Und dann war der Tag da, an dem sie fahren musste. Freundin hatte, wie in den letzten Tagen, immer am Fußende des Bettes geschlafen, und an diesem Morgen verhielt sie sich sehr ungewöhnlich. Sie folgte Yvonne, wohin diese auch ging, und hörte nicht auf, sie anzustarren. Das vertraute Gefühl, das dabei in Yvonne hochkam, brach ihr fast das Herz, und als sie ihre Sachen im Auto verstaut und das Haus abgeschlossen hatte, redete sie mit Freundin. "Du musst einfach wieder nach Hause gehen, wo immer das auch ist. Aber ich komme wieder, das versprech ich dir."
Und unglaublicherweise gähnte die Wölfin, genau wie damals am Weiher. Dann legte sie den Kopf schief und zeigte ihren pfiffigsten Blick, drehte sich zum Waldrand und lief langsam los. Dann aber drehte sie, genau wie damals, noch einmal den Kopf und zwinkerte tatsächlich. Yvonne schloss die Augen und schüttelte den Kopf, aber als sie wieder hinsah, war Freundin fort.
Es wurde dunkel, als Yvonne die Autobahn erreichte, sie fuhr langsam, denn in ihrem Kopf ging es ziemlich wirr zu. Wie die Katze einer Maus, so jagte ihr Verstand einem bestimmten Gedanken nach, einer Wahrheit.
Und als der Scheinwerfer eines entgegenkommenden Wagens den kleinen Hasen mit gefärbtem Kunstfell beleuchtete, der an ihrem Innenspiegel hing, hatte sie es plötzlich. Yvonne nahm die nächste Ausfahrt – und als sie an den Rand der nächsten Ortschaft kam, hielt sie an. Sie starrte durch die Windschutzscheibe in die dunkle Nacht, aber sie sah etwas anderes, nämlich Freundin, die sie mit schiefgelegtem Kopf und eindringlichem Blick ansah, ihr zuzwinkerte.

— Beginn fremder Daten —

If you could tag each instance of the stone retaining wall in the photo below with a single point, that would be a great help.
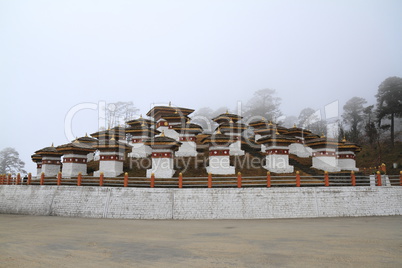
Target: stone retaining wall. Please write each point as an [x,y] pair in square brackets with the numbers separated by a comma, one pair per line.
[215,203]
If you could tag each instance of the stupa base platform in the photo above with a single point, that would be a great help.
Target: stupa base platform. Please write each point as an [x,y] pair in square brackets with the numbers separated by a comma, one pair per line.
[159,173]
[107,173]
[288,169]
[221,170]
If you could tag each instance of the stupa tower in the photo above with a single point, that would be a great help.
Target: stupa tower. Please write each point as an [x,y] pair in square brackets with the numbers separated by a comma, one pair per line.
[168,116]
[38,160]
[229,125]
[346,155]
[112,148]
[324,153]
[277,152]
[163,149]
[50,160]
[219,153]
[75,158]
[187,136]
[140,130]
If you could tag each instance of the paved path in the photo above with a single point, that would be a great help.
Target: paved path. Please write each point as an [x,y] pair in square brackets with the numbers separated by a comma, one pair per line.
[40,241]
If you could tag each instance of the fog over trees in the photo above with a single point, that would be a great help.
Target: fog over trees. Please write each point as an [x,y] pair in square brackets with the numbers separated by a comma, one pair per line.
[10,162]
[357,121]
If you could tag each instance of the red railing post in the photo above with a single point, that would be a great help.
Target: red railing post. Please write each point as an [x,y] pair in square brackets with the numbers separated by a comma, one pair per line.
[125,179]
[297,179]
[239,179]
[326,178]
[384,168]
[59,178]
[400,178]
[180,180]
[42,178]
[353,178]
[379,179]
[268,179]
[152,180]
[79,179]
[101,179]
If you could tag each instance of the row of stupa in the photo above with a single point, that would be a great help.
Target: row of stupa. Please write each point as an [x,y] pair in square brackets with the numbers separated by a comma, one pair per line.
[169,133]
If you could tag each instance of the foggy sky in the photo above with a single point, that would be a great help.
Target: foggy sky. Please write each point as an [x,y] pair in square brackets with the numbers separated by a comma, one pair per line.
[55,55]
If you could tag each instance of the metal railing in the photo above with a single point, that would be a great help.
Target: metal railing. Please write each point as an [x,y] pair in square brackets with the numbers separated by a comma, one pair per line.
[238,181]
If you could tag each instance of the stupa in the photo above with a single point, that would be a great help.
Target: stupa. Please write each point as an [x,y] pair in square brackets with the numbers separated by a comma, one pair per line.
[75,158]
[140,130]
[299,148]
[263,127]
[229,125]
[324,153]
[50,160]
[88,141]
[168,116]
[38,160]
[112,148]
[219,154]
[187,136]
[163,149]
[346,155]
[277,152]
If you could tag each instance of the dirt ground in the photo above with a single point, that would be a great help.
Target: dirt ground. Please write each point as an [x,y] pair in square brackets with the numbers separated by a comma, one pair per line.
[40,241]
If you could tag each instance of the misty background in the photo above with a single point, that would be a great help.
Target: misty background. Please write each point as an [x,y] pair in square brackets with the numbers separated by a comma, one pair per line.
[55,55]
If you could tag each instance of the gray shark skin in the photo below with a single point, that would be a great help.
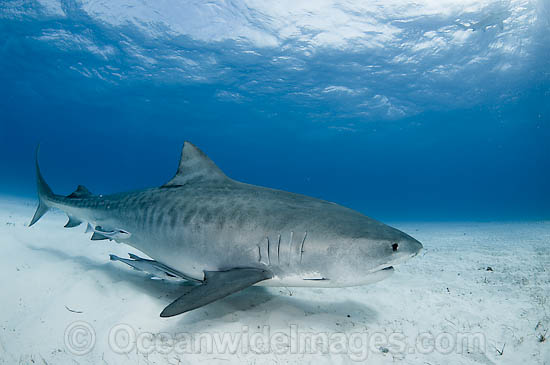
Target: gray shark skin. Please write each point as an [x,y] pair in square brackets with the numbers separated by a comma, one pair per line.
[227,235]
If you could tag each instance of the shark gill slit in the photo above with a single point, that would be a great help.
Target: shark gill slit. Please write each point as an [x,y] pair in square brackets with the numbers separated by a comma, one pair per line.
[302,246]
[290,248]
[268,254]
[279,248]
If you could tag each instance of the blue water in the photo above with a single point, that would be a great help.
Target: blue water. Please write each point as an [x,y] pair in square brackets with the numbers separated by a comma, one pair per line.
[401,111]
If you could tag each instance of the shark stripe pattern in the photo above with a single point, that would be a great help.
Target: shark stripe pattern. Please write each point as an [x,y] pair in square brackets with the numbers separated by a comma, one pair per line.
[226,235]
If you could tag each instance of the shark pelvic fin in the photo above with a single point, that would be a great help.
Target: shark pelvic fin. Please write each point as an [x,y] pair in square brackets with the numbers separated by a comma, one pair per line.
[195,166]
[155,268]
[44,192]
[217,285]
[73,222]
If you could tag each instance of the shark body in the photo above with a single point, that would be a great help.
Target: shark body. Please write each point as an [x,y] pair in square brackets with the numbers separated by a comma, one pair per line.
[226,235]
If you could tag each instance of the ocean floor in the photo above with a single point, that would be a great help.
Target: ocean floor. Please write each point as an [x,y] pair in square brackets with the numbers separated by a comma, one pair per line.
[477,294]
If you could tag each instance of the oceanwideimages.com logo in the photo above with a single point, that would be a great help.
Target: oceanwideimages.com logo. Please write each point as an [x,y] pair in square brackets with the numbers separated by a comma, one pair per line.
[80,339]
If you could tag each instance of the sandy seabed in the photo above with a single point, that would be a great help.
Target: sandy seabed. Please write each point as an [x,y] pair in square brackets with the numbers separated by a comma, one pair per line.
[477,294]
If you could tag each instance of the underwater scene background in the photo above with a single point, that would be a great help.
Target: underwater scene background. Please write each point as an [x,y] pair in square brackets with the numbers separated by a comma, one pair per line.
[433,110]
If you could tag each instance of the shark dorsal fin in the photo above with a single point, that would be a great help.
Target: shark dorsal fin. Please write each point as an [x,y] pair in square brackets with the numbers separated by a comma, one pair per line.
[80,192]
[195,166]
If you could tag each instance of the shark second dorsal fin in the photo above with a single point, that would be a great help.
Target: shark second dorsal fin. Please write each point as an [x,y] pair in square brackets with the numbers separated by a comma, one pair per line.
[195,166]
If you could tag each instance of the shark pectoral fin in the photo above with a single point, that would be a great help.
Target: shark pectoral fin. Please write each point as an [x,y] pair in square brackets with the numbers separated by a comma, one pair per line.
[73,222]
[217,285]
[98,236]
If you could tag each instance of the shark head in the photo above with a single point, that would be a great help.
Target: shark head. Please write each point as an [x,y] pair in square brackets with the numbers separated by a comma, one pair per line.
[362,251]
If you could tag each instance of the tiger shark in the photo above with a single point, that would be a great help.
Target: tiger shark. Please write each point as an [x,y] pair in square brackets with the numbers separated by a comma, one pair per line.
[225,235]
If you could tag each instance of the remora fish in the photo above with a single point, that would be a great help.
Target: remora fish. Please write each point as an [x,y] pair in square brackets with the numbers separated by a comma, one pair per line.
[226,235]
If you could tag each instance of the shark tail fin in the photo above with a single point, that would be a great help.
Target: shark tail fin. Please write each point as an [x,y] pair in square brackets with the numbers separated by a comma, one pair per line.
[44,193]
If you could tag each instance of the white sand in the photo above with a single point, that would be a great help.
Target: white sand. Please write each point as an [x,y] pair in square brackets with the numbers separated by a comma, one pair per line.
[446,293]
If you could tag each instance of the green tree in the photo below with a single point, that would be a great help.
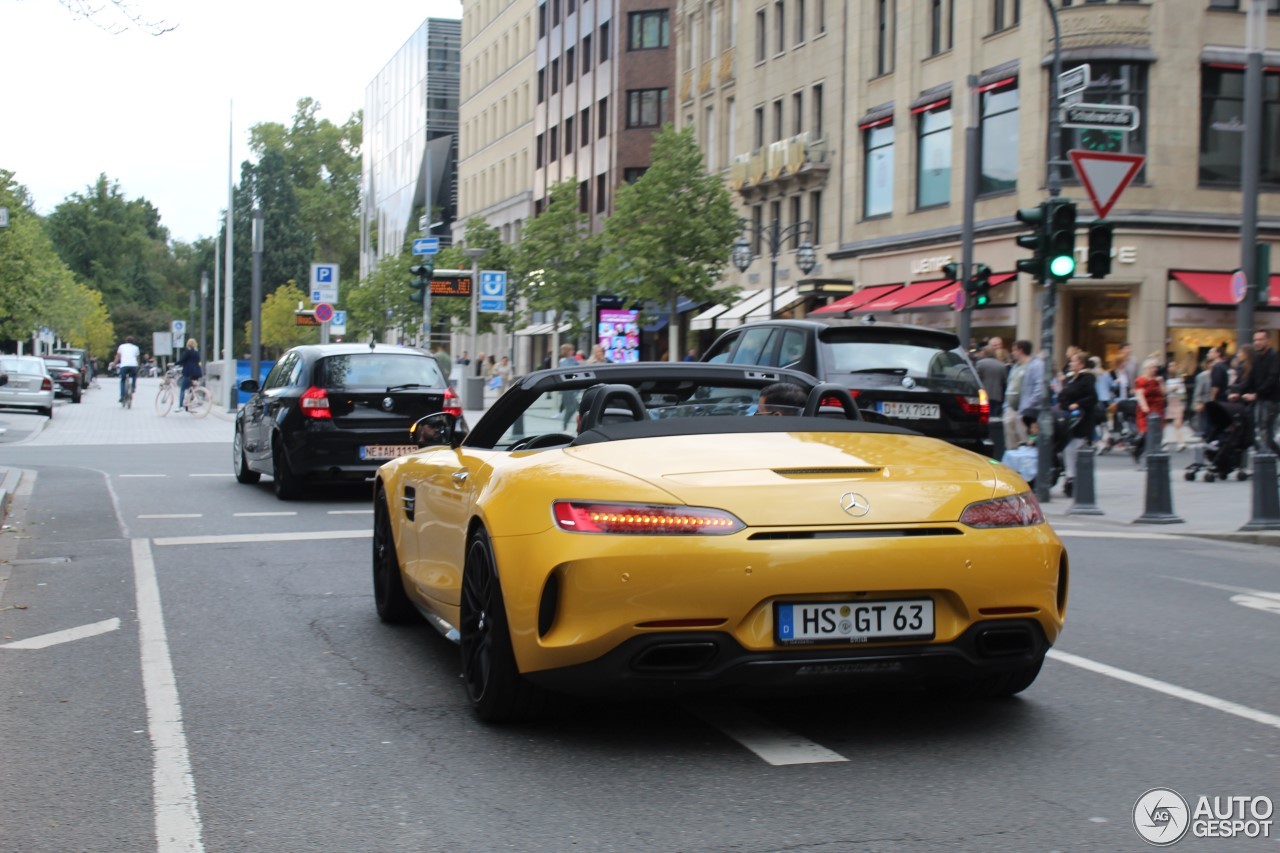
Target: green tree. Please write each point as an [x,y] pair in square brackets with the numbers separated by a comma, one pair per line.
[557,259]
[645,258]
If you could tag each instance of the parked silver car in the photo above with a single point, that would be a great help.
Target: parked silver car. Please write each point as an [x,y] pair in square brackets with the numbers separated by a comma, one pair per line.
[30,384]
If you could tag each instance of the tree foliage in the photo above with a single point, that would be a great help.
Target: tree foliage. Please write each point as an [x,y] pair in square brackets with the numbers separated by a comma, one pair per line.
[557,259]
[671,231]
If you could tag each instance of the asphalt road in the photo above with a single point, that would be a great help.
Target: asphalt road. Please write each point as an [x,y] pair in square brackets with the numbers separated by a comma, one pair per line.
[248,699]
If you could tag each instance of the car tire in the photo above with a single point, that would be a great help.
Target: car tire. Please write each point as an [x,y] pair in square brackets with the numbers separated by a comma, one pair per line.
[497,690]
[287,484]
[389,597]
[240,463]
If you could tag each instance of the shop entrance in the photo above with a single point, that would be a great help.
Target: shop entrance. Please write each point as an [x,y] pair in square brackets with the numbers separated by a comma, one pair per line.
[1100,323]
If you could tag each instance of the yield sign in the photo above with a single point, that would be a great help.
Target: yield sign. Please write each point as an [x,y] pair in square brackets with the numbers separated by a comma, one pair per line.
[1105,176]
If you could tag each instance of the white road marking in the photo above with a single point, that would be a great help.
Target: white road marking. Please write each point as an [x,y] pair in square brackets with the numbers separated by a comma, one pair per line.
[1169,689]
[233,538]
[45,641]
[772,743]
[177,813]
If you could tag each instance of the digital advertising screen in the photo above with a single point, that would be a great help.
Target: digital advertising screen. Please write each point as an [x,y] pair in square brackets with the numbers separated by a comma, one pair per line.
[618,332]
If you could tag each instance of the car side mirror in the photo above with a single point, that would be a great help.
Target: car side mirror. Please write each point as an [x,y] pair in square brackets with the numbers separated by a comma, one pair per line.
[438,429]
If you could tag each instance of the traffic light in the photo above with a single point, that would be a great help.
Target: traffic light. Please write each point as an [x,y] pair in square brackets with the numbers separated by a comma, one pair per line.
[1061,238]
[1036,241]
[420,281]
[978,287]
[1098,261]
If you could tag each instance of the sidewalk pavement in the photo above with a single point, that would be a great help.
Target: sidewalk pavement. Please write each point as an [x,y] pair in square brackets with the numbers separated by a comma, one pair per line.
[1215,510]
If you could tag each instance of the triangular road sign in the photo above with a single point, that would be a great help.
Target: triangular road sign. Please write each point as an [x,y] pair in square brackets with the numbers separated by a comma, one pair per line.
[1105,176]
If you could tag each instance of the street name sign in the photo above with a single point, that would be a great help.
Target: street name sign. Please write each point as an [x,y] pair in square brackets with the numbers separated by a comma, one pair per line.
[1105,176]
[1101,117]
[324,283]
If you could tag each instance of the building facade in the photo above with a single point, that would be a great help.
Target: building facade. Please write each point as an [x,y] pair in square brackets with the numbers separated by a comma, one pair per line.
[853,118]
[410,145]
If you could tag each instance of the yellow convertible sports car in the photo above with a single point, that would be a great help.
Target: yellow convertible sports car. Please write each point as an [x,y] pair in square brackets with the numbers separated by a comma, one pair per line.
[613,529]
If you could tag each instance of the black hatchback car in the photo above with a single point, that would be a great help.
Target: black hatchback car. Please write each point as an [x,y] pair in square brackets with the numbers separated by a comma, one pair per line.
[336,411]
[913,377]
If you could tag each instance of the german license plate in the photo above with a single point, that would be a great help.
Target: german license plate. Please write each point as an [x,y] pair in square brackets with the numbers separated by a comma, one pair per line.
[865,621]
[910,411]
[385,451]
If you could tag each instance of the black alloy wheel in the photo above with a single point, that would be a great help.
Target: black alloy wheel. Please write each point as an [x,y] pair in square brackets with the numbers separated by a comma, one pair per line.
[240,464]
[497,690]
[393,603]
[287,484]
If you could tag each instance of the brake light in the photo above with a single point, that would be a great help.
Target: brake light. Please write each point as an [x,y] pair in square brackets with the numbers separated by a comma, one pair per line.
[451,405]
[643,519]
[1014,511]
[978,405]
[315,402]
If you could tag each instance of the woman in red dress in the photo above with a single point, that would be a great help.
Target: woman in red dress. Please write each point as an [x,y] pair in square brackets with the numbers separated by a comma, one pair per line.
[1150,391]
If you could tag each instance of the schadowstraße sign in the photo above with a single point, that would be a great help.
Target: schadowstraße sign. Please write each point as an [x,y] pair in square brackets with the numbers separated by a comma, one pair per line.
[1105,117]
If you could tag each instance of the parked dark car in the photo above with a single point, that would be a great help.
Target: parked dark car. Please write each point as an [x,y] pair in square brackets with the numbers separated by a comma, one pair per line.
[336,411]
[67,377]
[913,377]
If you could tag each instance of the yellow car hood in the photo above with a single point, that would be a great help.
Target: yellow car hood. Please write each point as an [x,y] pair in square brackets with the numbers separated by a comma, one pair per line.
[790,479]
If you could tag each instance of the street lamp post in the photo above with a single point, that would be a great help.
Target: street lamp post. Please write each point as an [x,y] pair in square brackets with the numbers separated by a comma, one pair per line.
[775,236]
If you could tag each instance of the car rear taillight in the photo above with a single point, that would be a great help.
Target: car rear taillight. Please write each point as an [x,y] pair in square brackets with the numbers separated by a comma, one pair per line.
[1014,511]
[451,405]
[643,519]
[978,405]
[315,402]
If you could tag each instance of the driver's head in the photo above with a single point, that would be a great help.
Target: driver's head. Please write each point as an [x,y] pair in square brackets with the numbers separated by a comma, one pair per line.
[781,398]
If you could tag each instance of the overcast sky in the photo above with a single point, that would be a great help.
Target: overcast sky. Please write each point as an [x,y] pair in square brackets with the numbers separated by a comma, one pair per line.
[152,112]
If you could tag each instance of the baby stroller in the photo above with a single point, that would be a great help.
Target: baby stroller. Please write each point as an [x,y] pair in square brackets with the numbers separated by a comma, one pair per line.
[1230,434]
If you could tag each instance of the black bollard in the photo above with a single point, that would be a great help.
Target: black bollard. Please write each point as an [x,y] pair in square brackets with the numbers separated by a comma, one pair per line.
[1266,493]
[1084,493]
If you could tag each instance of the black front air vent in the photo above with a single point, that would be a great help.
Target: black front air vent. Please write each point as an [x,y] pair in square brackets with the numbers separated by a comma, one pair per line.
[887,533]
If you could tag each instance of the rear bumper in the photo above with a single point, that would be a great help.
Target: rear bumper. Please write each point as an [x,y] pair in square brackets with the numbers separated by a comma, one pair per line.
[684,662]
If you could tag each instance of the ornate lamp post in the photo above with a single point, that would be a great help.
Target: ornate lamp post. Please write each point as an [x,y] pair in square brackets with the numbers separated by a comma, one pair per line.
[775,236]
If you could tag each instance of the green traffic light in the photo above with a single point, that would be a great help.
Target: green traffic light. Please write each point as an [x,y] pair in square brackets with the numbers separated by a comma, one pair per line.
[1061,267]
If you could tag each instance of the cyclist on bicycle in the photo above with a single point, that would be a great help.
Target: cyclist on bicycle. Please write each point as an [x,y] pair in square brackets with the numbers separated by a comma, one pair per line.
[127,360]
[191,370]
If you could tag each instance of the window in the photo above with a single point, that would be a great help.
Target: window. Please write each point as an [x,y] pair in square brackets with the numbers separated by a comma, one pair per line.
[883,37]
[999,137]
[1223,126]
[933,178]
[647,106]
[760,36]
[648,30]
[1123,83]
[878,170]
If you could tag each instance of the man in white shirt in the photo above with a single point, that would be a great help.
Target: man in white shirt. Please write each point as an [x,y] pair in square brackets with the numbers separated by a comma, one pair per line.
[127,360]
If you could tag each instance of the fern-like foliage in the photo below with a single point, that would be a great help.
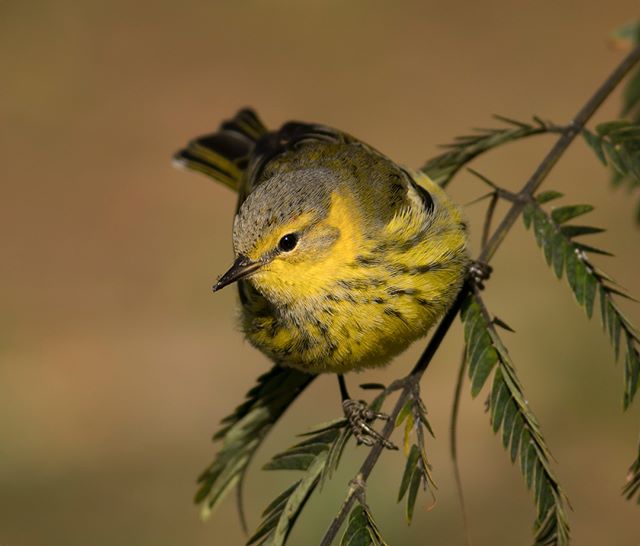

Über dieses Bild schob sich ein anderes, ein Gesicht mit eben demselben Blick und ebenso hellbraunen Augen, die ins Gelbe spielten. Kurze und wuschelige braune Haare und starke weiße Zähne. Die beiden Bilder verschmolzen vor Yvonnes geistigem Auge, und nicht nur die Gesichter, sondern auch alles andere. Natürlich hatte Sabine sich nicht gemeldet, natürlich hatte niemand nach einem fortgelaufenen Wolf gefragt. Natürlich hatte Freundin am Weiher wirklich auf sie persönlich gewartet – und die freundliche, aber unaufdringliche Fürsorglichkeit war ihr natürlich bekannt vorgekommen, sie genoss sie jeden Tag im Atelier und im Büro.
Die Erkenntnis erschreckte Yvonne nicht, sondern sie war einfach die Antwort auf die Fragen, die sie sich gestellt hatte. Grinsend ließ sie den Motor wieder an, es war Zeit nach Hause zu fahren ... und zu ihrer Freundin.
© "Wolfstage: Eine Vollmondnacht im Wald". Fantasy-Erzählung und Abbildung: Winfried Brumma (Pressenet), 2010.